焼けつくような背中から血が流れ落ちていくのが分かったけれど、呼吸が苦しくて、首が痛くて蹲ることしかできない。
「…はぁ、はぁ、…はぁっ」
速く逃げなければと思うのに、痛みで身体が言うことを聞いてくれない。呼吸をするだけで酷く苦しい。もしかしたら肋骨が折れているのかもしれない。せめてもと、次の衝撃にそなえて身体を縮こませた。けれど、待てども衝撃はこない。
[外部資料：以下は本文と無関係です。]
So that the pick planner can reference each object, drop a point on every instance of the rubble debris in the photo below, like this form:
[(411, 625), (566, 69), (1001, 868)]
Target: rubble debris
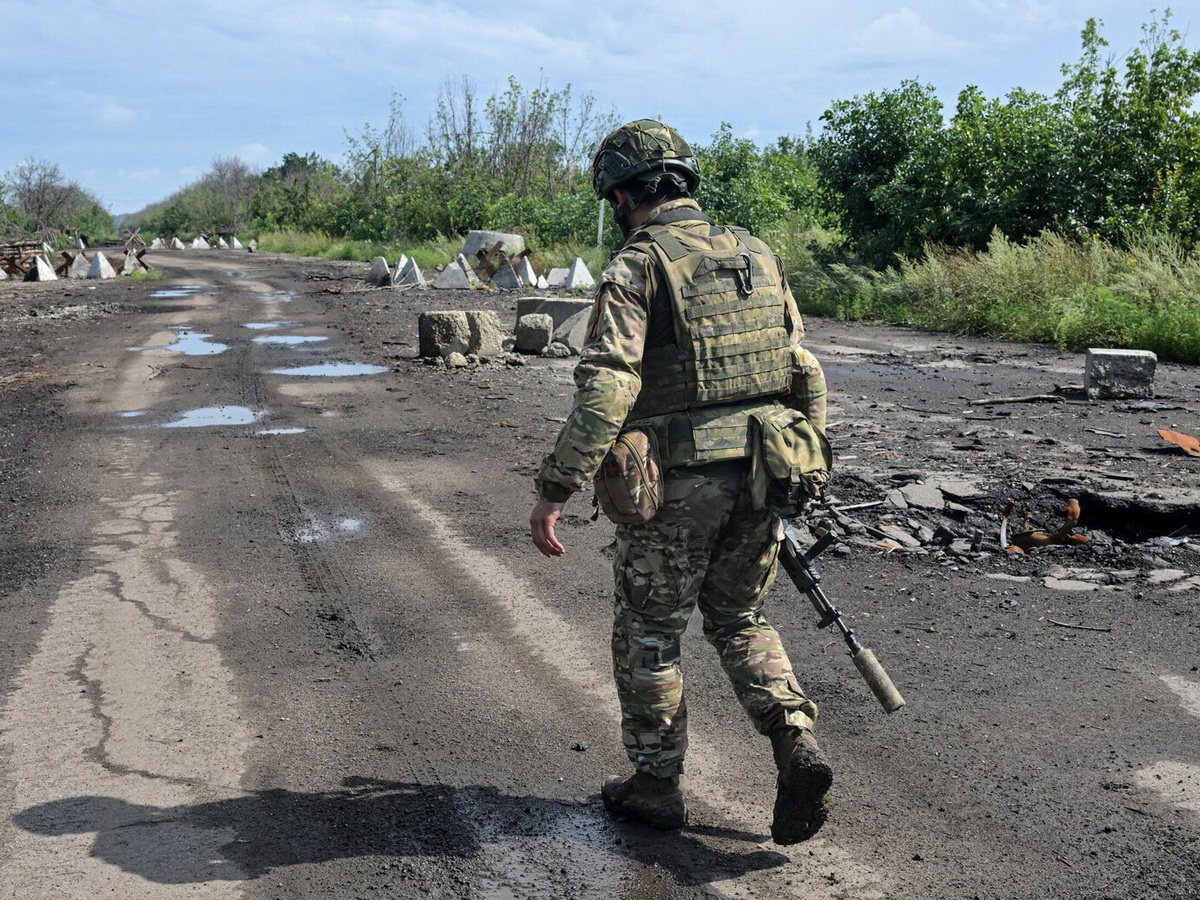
[(485, 334), (100, 267), (411, 275), (41, 270), (78, 265), (1037, 538), (453, 277), (443, 333), (558, 309), (525, 271), (574, 333), (534, 331), (1119, 375), (577, 276), (477, 241), (505, 277), (379, 274), (1187, 443)]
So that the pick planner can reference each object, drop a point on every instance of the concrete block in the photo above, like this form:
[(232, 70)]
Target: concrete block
[(79, 267), (577, 276), (399, 270), (411, 275), (101, 268), (465, 264), (41, 270), (379, 274), (558, 309), (486, 334), (1120, 375), (505, 279), (535, 330), (574, 333), (453, 277), (513, 244), (525, 271), (443, 333)]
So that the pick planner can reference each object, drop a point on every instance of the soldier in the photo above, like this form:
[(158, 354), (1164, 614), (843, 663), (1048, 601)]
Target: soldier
[(694, 333)]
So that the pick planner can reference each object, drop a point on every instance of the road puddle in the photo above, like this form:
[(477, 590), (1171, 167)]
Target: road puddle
[(207, 417), (289, 340), (181, 291), (331, 370)]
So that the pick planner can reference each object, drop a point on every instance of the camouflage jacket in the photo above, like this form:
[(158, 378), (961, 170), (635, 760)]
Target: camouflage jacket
[(609, 377)]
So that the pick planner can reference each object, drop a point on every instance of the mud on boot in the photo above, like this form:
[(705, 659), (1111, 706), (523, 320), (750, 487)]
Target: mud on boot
[(657, 802), (804, 778)]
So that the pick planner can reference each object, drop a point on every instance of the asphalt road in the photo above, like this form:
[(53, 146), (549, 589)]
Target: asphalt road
[(279, 633)]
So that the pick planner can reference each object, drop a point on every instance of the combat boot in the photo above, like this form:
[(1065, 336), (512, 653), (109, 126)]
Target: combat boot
[(804, 778), (657, 802)]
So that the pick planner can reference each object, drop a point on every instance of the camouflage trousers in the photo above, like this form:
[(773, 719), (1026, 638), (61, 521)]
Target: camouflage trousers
[(705, 547)]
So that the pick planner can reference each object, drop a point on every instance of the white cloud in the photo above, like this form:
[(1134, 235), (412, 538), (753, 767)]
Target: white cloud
[(112, 115), (903, 36), (253, 154)]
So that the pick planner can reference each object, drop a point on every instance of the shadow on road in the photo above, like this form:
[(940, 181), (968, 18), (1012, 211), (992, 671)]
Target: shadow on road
[(247, 837)]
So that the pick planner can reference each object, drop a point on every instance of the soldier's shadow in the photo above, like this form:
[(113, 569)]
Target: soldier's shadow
[(247, 837)]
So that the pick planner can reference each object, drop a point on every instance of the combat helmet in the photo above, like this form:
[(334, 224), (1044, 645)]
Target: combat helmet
[(640, 151)]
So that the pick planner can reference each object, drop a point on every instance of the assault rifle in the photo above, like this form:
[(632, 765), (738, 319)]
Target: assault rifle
[(798, 563)]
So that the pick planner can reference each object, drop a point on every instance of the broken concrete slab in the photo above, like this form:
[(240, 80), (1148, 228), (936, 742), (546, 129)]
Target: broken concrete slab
[(411, 275), (923, 496), (101, 268), (574, 333), (41, 270), (534, 331), (577, 276), (379, 273), (1119, 375), (453, 277), (487, 335), (507, 279), (442, 333), (511, 244), (558, 309), (78, 267)]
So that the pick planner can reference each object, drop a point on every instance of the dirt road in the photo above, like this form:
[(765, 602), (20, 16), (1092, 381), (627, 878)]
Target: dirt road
[(276, 631)]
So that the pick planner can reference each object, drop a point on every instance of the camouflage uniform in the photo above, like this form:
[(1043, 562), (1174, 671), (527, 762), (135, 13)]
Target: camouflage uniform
[(706, 546)]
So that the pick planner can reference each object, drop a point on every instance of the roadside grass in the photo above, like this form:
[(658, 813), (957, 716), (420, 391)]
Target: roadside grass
[(427, 255), (1050, 289)]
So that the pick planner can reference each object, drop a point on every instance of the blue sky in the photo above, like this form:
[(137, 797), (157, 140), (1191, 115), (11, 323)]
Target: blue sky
[(135, 101)]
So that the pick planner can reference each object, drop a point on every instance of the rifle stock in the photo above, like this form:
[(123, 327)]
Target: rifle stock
[(798, 564)]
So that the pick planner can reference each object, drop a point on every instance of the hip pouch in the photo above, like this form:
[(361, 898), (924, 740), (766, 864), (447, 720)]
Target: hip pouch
[(629, 483), (790, 461)]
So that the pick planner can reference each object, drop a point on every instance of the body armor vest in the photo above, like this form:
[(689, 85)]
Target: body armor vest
[(726, 351)]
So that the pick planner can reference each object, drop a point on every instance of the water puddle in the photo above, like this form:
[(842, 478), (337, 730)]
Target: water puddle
[(331, 370), (322, 532), (193, 343), (291, 340), (205, 417), (181, 291)]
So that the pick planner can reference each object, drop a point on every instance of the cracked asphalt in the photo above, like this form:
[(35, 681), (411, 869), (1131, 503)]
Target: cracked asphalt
[(277, 635)]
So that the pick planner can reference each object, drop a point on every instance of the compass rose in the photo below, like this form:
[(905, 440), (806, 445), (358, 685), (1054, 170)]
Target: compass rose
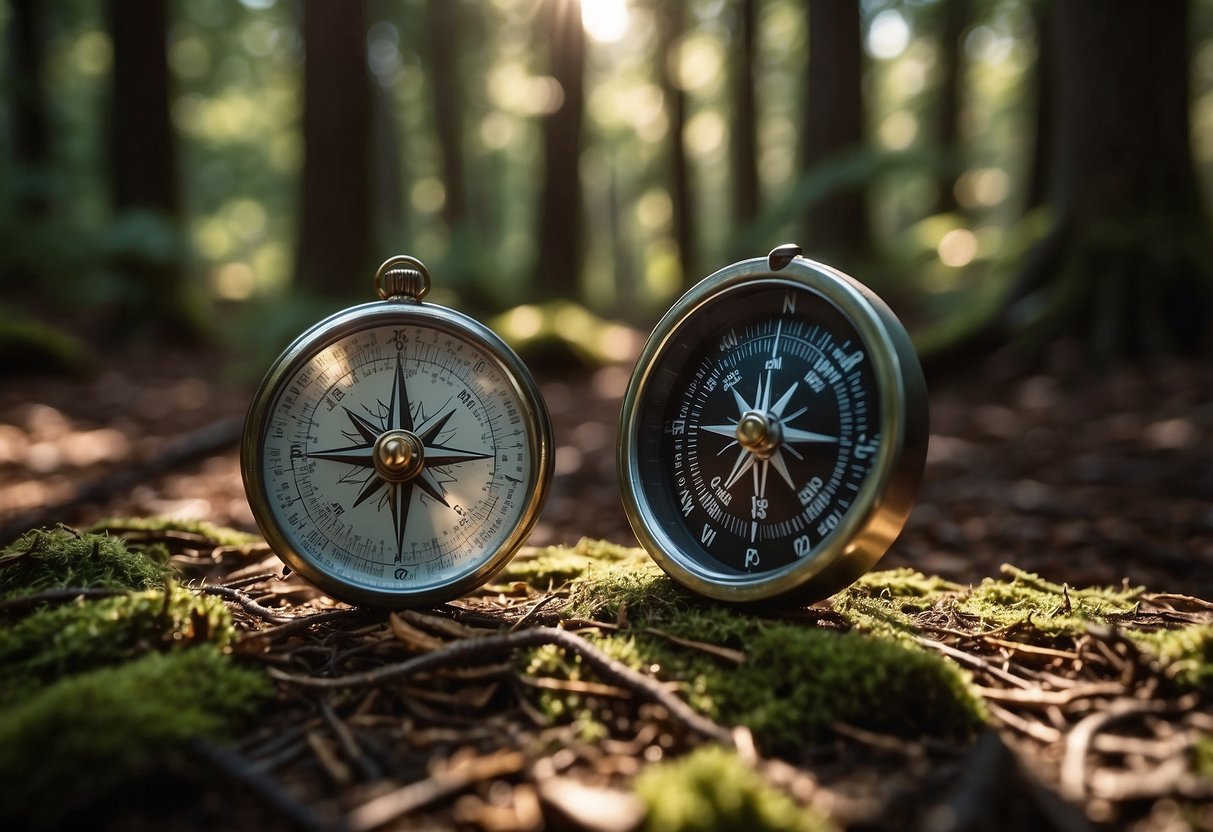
[(397, 454)]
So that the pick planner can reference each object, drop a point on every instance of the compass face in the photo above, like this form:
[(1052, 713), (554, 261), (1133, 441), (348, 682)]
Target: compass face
[(399, 459), (764, 437)]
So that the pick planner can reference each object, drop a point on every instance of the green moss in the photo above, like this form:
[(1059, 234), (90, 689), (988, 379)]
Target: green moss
[(796, 681), (81, 636), (1202, 757), (60, 558), (635, 583), (87, 735), (1029, 602), (712, 790), (556, 565), (206, 531), (1185, 653)]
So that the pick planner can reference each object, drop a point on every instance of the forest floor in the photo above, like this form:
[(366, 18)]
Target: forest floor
[(1051, 483)]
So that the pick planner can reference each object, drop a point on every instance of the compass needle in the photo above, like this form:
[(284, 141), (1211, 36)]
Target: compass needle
[(432, 449), (832, 375)]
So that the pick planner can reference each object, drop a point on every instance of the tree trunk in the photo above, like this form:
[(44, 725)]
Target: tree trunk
[(672, 21), (1127, 266), (1043, 84), (445, 83), (837, 228), (142, 150), (335, 254), (30, 125), (147, 244), (744, 119), (558, 269), (947, 102)]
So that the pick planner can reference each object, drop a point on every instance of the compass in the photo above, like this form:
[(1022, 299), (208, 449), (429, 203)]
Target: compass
[(773, 433), (398, 452)]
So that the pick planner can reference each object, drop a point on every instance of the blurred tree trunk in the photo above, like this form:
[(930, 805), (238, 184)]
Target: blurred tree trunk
[(143, 154), (147, 243), (30, 124), (837, 228), (744, 119), (558, 269), (1126, 268), (443, 24), (334, 252), (672, 22), (1043, 84), (947, 101)]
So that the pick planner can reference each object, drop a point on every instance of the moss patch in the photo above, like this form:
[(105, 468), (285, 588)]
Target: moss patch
[(795, 683), (201, 529), (72, 638), (1186, 654), (86, 735), (712, 790), (556, 565), (62, 558), (1029, 600)]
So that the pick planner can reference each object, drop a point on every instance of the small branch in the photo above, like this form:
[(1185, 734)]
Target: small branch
[(248, 604), (474, 649), (238, 769)]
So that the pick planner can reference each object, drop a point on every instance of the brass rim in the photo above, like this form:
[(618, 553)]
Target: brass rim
[(883, 503)]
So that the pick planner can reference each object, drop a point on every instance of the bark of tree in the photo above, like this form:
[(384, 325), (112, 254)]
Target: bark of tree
[(1043, 84), (836, 228), (147, 246), (30, 124), (443, 23), (672, 21), (1127, 266), (744, 119), (947, 101), (558, 268), (334, 251)]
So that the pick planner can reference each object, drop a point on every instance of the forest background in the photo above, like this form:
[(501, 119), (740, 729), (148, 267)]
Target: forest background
[(231, 169)]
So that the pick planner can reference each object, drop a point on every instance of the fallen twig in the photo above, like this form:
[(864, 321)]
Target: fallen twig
[(473, 649)]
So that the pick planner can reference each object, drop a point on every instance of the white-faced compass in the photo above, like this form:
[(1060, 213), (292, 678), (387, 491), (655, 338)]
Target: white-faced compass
[(398, 452), (773, 433)]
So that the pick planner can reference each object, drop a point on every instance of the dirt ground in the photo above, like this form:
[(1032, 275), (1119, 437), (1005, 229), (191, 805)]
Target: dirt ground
[(1085, 478)]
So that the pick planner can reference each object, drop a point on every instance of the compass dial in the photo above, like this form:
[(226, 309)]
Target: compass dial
[(398, 456), (773, 433)]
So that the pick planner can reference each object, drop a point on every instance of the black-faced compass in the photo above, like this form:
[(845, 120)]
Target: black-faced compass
[(398, 452), (774, 432)]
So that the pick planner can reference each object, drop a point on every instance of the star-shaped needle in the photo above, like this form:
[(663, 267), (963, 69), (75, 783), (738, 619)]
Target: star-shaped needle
[(397, 455)]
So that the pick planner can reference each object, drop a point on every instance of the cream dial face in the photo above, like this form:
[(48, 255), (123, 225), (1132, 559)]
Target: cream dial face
[(397, 459)]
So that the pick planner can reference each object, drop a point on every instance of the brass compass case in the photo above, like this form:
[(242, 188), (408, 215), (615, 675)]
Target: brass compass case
[(398, 452), (798, 388)]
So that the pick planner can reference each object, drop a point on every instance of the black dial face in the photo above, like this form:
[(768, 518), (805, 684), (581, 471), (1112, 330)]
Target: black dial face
[(759, 428)]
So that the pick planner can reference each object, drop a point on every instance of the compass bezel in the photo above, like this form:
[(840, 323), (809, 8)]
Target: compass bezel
[(397, 311), (882, 506)]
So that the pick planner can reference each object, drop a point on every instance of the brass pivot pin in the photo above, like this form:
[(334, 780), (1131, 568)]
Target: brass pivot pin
[(398, 456)]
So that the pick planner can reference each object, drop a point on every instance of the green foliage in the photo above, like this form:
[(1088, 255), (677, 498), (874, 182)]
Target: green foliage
[(886, 603), (55, 642), (28, 345), (62, 558), (557, 565), (795, 682), (209, 531), (87, 735), (712, 790), (1203, 754), (1185, 653), (1029, 600)]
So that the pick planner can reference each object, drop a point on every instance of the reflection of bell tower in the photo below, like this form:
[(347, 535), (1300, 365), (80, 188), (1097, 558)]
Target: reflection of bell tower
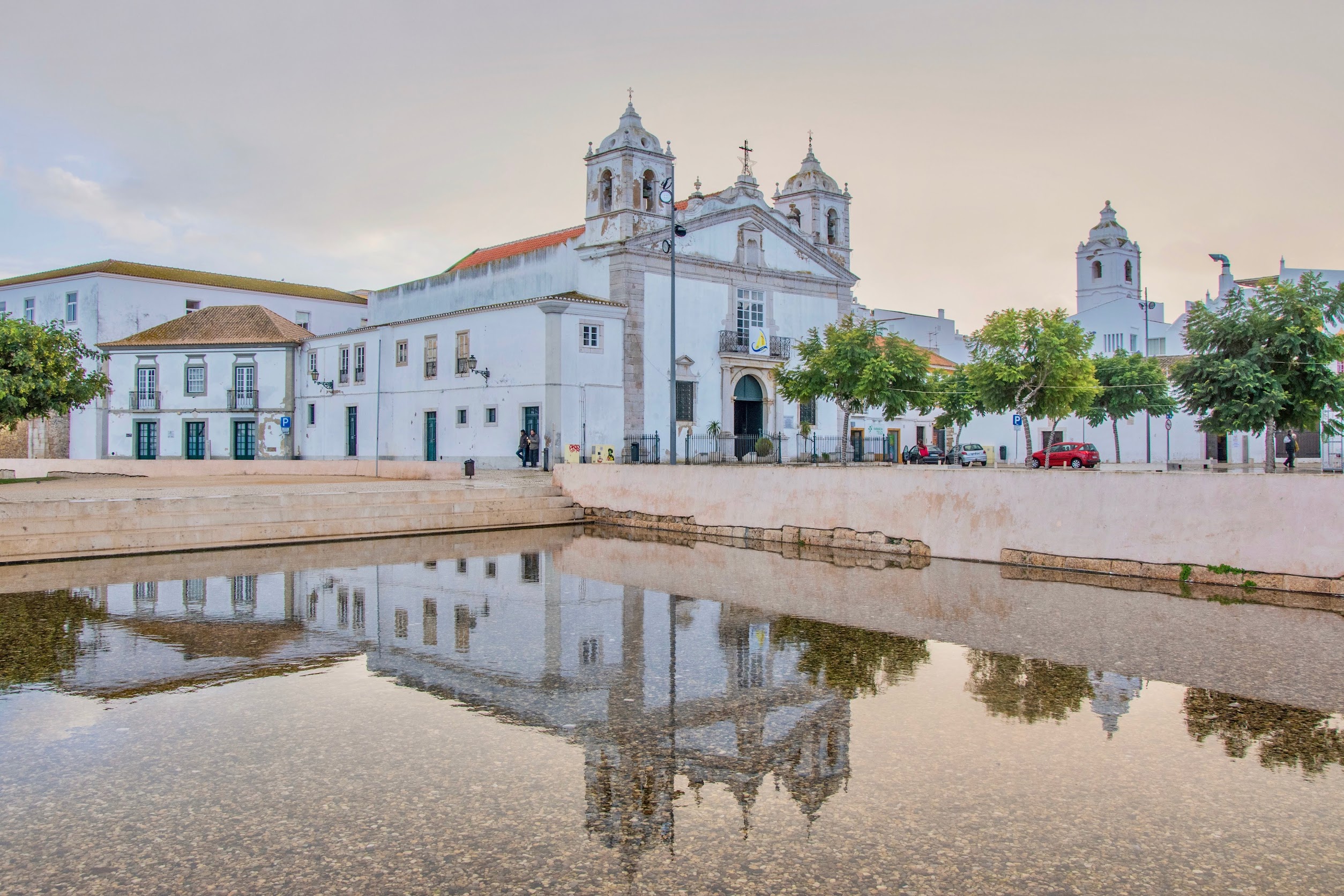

恐る恐る男の方に顔を向けると、悔しそうに顔を歪め叫んでいる。
「クソッ!コッチに来い!!喰ってやる!!!」
男はなぜか、これ以上先に進んで来ようとはしない。いや、来れないのだろう。私のいる場所から一定の距離を取り、周りをぐるぐると回って、手を伸ばし地団駄を踏み叫ぶだけ。まるで何か透明な壁でもあるようだ。
欲しいものが手に入らなくて、ごねる子供のように暴れて続けている。
「クソッ!クソッ!あと少しなのに!!」
特別変わった物があるとは思えない。ただの森の入り口のようにしか見えない。
……あえていうなら、私がもたれ掛かる木が、フジの花を咲かせた木と言うことぐらいだ。
辺りを見渡してもフジの花が咲いているのはこの一本のみ。なぜこの寒さの中、フジの花が咲いているのか。なぜ男が近寄ってこれないのか。色々わからない事ばかりだったけど、一先ず助かった事だけは分かった。
「血、止めないと……」
自分を落ち着かせるようにゆっくりと呼吸をしながら、痛みと恐怖に震える手でセーラー服のスカーフを外して首筋に当て片方の靴下で巻き付けた。背中はどうしようもないので、スカートを脱ぎ背中と木の間に挟み、止血するように強めにもたれ掛かる。
応急処置が終わってからは、いつでも逃げれるように男を警戒しながら見張っていたけれど、流血しすぎたのかいつの間にか意識を失っていた。